You are not moving 15TB of new files over the wire daily or even weekly. You are moving only the new vlocks in changed files plus new files over the wire each day (as a continual background process.
With a 15TB dataset, and considering likely 10-12TB or less of that is valuable "do replicate" material required offsite, and an average 1-2% daily FILE level change, your delta for block replication will likely be about 0.5-1% of 15TB, or about 150GB. This is HEAVILY compressed using the best methods to streamline transmission (CPU is cheap compared to bandwidth, especially considering hardware compression cards that do it very fast, real time often), so likely you're talking about a payload over the wire of less than 50GB a day.
Your RPO is 24 hours, not 4, unless you;re already considdering onsite backup storage, so getting yesterdays data offsite is a 24 hour window. If you;re backing up DIRECT to offsite systems, you did it wrong. You back up local and (selectively) sync (some of) that data to an offsite repository at the block level. This does not even account for deduplication of that data in flight.

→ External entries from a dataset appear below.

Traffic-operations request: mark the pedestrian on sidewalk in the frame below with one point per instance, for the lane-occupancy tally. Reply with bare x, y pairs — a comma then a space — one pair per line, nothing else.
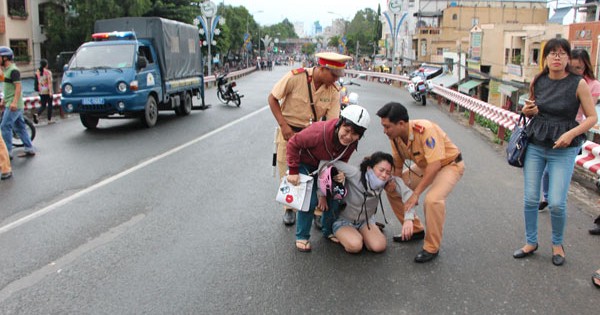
580, 64
437, 168
555, 138
44, 88
301, 97
5, 169
13, 115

I have deployed D2D2D multi-point DR systems for 10TB data sets and had successful replication over as little as a T1, if not two of them. Ive done 300TB data sets over OC12 easily, with headroom to spare. BTW, OC3 data transfer speed is 1.5TB per day, about 10x what you need to keep 15TB of data synced. (we recommend double the "need" to handle odd load sizes from bust days).
Now that's something I'd like to see. The data density of a DVD or blu-ray, on a strip of film a couple of miles long that isn't magnetically sensitive any more. Oh yes please.